More than 150 people, mostly Venezuelan nationals, slept on the floor of the Migrant Assistance Center in Juarez on Sunday night because all the city’s shelters were full, said Enrique Valenzuela, head of the Chihuahua Population Council that runs the center.

The facility consists of offices on the second floor of a government complex where migrants receive information about shelters and resources; it has no beds and was not intended as a shelter, Valenzuela said.

Juarez police also discouraged people from remaining outdoors as the temperature dropped to 50 degrees overnight. That’s a significant drop from just a few nights ago when overnight lows were in the 60-65 degree range, KTSM Meteorologist Robert Bettes said.

“We have to wait here. Imagine all we went through only to have to go back. I prefer to stay here and wait for a solution,” said Rosimar, a Venezuelan migrant who came to Juarez with her husband and son, intent on seeking asylum in the U.S. “The idea is that they again open the doors to us, at least those of us who arrived here before October 12.”

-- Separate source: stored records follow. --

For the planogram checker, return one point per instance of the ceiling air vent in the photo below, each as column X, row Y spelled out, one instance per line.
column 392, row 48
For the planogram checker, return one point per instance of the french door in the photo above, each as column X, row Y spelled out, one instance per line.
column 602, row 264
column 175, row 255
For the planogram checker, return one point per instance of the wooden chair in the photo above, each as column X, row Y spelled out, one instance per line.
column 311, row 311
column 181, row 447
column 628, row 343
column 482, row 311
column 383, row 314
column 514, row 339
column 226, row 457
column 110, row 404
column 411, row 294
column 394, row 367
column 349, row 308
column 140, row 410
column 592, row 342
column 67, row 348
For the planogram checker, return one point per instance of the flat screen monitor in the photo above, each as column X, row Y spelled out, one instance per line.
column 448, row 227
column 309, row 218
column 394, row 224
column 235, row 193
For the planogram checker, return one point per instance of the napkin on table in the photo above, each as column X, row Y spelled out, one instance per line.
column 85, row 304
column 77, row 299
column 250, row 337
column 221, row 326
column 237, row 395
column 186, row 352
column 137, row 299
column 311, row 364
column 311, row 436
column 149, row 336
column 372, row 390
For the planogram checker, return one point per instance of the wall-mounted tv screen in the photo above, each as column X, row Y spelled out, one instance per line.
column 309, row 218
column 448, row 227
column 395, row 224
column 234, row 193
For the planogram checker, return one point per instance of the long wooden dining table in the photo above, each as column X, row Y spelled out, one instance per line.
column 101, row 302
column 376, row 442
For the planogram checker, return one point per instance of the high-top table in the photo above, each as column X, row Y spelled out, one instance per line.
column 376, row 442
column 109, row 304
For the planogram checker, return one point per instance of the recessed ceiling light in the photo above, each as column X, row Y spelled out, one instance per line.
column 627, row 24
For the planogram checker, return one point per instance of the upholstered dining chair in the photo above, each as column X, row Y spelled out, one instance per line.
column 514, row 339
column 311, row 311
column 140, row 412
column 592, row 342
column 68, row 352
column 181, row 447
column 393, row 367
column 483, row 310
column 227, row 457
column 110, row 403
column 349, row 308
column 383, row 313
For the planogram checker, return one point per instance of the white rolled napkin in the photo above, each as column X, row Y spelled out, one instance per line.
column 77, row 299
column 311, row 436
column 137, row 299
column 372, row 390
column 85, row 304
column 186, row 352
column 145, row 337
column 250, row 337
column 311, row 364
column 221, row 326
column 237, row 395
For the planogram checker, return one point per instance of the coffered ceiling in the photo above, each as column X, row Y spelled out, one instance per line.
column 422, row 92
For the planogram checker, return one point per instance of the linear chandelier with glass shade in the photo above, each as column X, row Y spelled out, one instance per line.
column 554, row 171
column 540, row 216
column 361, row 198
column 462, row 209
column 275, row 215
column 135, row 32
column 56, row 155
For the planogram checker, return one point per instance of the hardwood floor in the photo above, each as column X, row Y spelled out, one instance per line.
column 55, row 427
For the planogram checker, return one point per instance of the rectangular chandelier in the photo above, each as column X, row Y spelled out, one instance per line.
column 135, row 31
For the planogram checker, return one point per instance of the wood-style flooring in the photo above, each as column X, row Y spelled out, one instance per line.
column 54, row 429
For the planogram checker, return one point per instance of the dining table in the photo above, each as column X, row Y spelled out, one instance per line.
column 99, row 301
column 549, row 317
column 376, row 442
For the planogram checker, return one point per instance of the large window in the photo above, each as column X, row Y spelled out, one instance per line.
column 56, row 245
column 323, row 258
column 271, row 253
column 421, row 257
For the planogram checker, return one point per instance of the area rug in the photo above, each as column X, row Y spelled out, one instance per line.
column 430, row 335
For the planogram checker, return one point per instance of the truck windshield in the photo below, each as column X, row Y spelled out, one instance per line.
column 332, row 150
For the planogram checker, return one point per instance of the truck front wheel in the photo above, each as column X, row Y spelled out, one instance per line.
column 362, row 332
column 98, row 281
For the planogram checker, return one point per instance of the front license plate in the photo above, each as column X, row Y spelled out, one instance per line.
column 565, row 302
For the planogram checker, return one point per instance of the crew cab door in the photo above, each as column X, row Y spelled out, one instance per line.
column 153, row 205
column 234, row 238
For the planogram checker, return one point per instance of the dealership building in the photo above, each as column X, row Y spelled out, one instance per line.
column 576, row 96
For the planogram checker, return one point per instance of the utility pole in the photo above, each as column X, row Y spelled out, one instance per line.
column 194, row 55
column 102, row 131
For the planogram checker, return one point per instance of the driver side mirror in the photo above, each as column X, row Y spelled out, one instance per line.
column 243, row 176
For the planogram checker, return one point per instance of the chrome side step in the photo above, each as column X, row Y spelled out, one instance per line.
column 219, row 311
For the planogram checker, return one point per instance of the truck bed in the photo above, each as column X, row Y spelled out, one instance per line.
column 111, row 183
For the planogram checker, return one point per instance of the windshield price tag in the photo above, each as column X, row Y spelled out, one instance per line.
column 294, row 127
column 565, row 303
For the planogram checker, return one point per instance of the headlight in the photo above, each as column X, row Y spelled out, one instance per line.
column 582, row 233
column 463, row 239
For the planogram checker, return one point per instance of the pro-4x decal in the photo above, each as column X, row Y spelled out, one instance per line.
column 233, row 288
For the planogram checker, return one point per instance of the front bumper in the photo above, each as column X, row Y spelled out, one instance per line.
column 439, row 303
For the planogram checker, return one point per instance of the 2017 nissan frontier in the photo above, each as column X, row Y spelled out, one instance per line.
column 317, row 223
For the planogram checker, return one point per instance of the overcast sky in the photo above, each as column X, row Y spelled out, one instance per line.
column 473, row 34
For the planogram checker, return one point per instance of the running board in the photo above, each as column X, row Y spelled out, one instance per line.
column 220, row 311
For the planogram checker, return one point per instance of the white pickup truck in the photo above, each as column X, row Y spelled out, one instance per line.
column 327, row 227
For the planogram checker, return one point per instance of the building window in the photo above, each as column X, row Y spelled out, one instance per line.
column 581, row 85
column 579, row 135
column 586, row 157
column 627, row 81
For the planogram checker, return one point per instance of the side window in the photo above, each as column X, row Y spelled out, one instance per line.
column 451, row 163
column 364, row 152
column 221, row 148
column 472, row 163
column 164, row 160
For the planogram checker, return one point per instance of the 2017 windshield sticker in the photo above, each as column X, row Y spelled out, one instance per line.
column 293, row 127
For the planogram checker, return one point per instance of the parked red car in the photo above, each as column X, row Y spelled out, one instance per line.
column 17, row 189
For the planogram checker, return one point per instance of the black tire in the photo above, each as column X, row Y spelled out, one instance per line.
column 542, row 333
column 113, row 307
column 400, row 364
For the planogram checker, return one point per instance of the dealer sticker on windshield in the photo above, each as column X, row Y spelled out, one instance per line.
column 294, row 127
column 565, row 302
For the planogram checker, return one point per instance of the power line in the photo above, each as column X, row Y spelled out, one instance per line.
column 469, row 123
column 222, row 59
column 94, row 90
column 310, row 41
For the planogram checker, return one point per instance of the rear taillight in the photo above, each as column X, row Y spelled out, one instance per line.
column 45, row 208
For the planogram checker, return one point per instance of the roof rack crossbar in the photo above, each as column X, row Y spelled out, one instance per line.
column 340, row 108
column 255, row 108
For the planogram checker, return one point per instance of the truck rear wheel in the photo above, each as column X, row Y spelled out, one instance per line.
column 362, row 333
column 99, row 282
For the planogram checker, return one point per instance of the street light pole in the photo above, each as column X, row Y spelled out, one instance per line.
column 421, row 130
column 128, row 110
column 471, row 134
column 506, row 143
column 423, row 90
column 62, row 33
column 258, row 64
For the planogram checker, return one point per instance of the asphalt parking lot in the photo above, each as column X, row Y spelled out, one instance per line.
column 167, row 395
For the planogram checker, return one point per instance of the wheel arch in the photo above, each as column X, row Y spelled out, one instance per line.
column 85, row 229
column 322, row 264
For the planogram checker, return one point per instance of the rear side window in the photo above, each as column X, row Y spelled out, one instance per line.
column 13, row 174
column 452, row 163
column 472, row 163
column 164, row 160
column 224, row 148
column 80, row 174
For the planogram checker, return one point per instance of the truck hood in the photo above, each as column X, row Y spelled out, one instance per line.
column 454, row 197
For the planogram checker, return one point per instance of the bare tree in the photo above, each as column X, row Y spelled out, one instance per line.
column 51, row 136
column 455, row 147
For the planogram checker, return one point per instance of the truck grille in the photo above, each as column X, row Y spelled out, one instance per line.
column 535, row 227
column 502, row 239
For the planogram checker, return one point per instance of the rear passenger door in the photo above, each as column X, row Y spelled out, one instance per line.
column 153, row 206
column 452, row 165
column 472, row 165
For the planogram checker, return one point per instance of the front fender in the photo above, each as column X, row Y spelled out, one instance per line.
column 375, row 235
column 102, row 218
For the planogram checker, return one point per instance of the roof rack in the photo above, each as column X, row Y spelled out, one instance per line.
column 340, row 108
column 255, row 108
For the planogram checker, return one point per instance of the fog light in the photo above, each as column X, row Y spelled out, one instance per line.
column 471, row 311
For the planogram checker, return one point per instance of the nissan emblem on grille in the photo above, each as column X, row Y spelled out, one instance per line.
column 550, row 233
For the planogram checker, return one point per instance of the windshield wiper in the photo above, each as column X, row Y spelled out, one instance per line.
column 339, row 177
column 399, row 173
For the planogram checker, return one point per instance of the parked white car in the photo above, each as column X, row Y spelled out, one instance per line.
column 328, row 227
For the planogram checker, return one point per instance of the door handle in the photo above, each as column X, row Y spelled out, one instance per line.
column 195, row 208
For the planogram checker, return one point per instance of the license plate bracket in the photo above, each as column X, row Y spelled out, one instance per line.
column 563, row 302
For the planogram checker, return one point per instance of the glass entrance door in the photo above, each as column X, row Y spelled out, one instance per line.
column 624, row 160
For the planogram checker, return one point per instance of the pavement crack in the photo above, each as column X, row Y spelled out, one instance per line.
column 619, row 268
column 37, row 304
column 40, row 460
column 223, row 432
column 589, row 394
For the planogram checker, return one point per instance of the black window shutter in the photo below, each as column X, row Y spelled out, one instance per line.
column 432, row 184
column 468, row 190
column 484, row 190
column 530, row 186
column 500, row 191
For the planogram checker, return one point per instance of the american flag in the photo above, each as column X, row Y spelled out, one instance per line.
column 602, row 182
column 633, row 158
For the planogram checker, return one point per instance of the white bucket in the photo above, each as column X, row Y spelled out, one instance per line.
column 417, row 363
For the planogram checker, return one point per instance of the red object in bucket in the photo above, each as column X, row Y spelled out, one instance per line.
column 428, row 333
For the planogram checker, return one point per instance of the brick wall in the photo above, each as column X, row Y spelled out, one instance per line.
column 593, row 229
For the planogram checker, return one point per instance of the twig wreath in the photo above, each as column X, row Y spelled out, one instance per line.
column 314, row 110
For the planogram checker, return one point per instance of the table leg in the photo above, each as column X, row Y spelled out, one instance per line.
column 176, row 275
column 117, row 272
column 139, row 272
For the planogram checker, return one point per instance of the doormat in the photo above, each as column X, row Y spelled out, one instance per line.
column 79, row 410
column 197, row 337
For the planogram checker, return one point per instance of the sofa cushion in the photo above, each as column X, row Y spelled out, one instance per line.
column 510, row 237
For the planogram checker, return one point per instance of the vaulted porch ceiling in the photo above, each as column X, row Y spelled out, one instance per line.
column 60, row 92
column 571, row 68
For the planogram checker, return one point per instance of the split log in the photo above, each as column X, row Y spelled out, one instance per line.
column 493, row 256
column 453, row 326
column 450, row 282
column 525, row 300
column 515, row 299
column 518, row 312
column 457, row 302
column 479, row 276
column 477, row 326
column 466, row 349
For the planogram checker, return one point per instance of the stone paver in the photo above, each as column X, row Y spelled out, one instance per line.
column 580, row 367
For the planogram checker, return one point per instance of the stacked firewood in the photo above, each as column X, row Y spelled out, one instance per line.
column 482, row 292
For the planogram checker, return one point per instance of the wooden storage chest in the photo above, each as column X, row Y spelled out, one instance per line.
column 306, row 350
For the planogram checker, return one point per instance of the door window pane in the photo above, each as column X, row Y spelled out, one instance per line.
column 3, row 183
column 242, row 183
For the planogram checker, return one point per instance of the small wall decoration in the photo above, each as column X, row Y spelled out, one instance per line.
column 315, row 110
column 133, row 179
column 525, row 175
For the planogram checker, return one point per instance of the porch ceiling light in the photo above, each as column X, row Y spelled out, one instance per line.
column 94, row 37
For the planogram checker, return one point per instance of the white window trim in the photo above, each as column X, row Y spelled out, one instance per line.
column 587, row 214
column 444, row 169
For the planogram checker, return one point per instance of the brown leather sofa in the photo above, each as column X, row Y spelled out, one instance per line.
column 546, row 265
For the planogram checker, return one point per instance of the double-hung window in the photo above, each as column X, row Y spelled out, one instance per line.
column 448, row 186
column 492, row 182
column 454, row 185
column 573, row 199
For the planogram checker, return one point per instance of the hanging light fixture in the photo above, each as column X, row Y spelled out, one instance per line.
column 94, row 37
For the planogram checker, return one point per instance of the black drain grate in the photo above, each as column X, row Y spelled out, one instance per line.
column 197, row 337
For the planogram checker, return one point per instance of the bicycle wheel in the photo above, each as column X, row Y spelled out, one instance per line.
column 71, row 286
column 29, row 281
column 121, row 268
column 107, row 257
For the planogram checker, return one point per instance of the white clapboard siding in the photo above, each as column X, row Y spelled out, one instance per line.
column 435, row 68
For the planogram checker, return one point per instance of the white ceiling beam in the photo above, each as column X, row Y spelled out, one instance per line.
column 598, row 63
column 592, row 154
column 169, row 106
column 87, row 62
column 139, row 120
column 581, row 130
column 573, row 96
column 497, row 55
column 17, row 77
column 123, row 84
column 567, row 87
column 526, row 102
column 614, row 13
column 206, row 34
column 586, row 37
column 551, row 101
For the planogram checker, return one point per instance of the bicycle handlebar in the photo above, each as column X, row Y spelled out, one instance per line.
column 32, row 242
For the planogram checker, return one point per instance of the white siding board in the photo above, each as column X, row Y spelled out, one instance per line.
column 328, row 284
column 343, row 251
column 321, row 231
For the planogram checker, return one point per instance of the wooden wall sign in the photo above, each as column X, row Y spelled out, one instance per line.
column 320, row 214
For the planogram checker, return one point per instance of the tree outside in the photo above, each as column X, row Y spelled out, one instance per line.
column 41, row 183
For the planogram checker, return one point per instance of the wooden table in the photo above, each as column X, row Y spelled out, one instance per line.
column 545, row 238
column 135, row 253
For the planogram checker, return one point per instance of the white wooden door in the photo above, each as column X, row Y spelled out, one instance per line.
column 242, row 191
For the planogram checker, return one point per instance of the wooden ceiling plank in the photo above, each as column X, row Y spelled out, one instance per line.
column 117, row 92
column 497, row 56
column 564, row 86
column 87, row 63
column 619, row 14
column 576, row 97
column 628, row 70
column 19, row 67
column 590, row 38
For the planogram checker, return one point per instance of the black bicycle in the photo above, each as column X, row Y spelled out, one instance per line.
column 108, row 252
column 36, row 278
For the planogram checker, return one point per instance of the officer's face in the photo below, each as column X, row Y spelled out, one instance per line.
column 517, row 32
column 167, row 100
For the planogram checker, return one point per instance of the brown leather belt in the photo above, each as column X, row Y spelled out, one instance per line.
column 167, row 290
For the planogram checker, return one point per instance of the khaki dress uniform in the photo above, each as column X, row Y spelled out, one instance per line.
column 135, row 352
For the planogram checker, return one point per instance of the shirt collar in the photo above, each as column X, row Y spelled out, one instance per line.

Venezuelans since last Thursday have been expelled to Juarez, as the Biden administration stopped welcoming those who crossed in between ports of entry and announced a remote registration program to legally admit up to 24,000 of them.

The announcement came as El Paso city and county officials stretched their resources to make sure released migrants did not end up sleeping on the streets.

In the El Paso Sector in September and October alone, border agents have encountered more than 20,000 Venezuelans who came over from Mexico. The city set up a welcoming center run by the Office of Emergency Management and provided food, hotel rooms and buses out of town for released migrants. Local governments are asking the Biden administration to reimburse them for those expenses.

Juarez has some 20 migrant shelters housing nearly 3,000 migrants as of Sunday night, Valenzuela said. However, most are small, church-run facilities; only the Leona Vicario federal government shelter, the Kiki Romero municipal gym, Casa del Migrante and Good Samaritan can house large numbers.

On Friday a KTSM/Border Report photo crew witnessed hundreds of migrants – most of them identifying to Mexican authorities at the Paso del Norte Bridge as Venezuelans – being sent over to Mexico in the space of just over an hour. Mexican immigration authorities quickly released the expelled migrants, telling the Venezuelans they had 15 days to leave their country.

On Monday morning, dozens of people who later identified themselves as Venezuelan and Colombian migrants crossed the Rio Grande into the United States but stopped a few feet from the border wall.

The single adults could be heard talking among themselves as to whether to surrender to the U.S. Border Patrol and ask for asylum or go back to Mexico to ponder their next move. Many ended up walking back to Juarez and yelled at other people about to cross the river to stay on the Mexican side – for now.